I was raised by a Filipina mother and a dad that worked in the foundry. I grew up in a biracial home, but I didn't realize how much that would impact me until many years later. Some of my earlier memories involve being traumatized by food. In the Philippines, the most common things people ate were the fruits that grew in their yards. This included bananas, papayas, and mangoes, but these items were not readily available in the States during this time. The other things my mom grew up in were the left over parts of animals, because that was all they could afford. She would cook some kind of fish that smelled so bad we all had to leave the house. She didn't make me eat this, but I did have to eat some other things. Special occasions in the Philippines were celebrated by eating lichon. Americans would call this a hog roast, but for some reason my uncle, who knew a lot of farmers, bought us a pig that was completely unprepared. We shaved it with Bic razors. My grandma talked about how yummy the ears were going to taste, and all I could think about was shaving that pig. I didn't eat anything that might have come from a pig for years. Of course, I didn't realize hot dogs came from pigs. During this time, the mother was responsible for keeping the house clean and feeding the family, so I had no choice but to eat what she gave me. Some of my happiest moments were when we would go to a Chinese restaurant, because my mom would just let me sit and eat sugar packets. I guess she figured that at least she didn't have to pay for my food or fight me.

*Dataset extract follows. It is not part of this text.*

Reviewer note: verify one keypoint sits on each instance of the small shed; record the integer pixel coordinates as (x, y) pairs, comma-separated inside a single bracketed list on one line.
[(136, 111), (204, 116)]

Food was not my only battle ground. I knew I was going to go to college, but I had to figure out how I would pay the bill. After my freshman year at the University of Illinois, my dad lost his job, and he made most of the money for our family. In order to continue with my education, I was a subject for psychology experiments, I worked for a catering business, and I joined Army ROTC. I took out loans. A lot of loans. I'm still paying them off, but that's another story. Eventually, I got my degree, and I went into teaching. I had dreamed of being a teacher, but I was never taught how to deal with the police coming to my classroom door to take a student away in handcuffs. Teaching was not what I expected it to be. It's one of the hardest things I've ever done, but I love it, and I now have 16 years of teaching experience after earning my bachelor's degree from the University of Illinois at Urbana-Champaign.
I had stopped being a student for 12 years when I decided to continue my education. I now had to figure out how to take classes while I worked full-time and raised two kids. On-line learning has become popular, and through this option after two years I earned my master's degree from Concordia University. I hope to continue on to earn my doctorate's some day, so once I retire from being a high school teacher, I can become a professor at a university.
My mom still tries to get me to eat gross things, and I still refuse. She entertains herself by telling me stories of eating chicken intestines and other chicken parts people just shouldn't eat. Life is full of things that are hard, but there are some awesome rewards on the other side of the challenges if you can just survive them in the first place.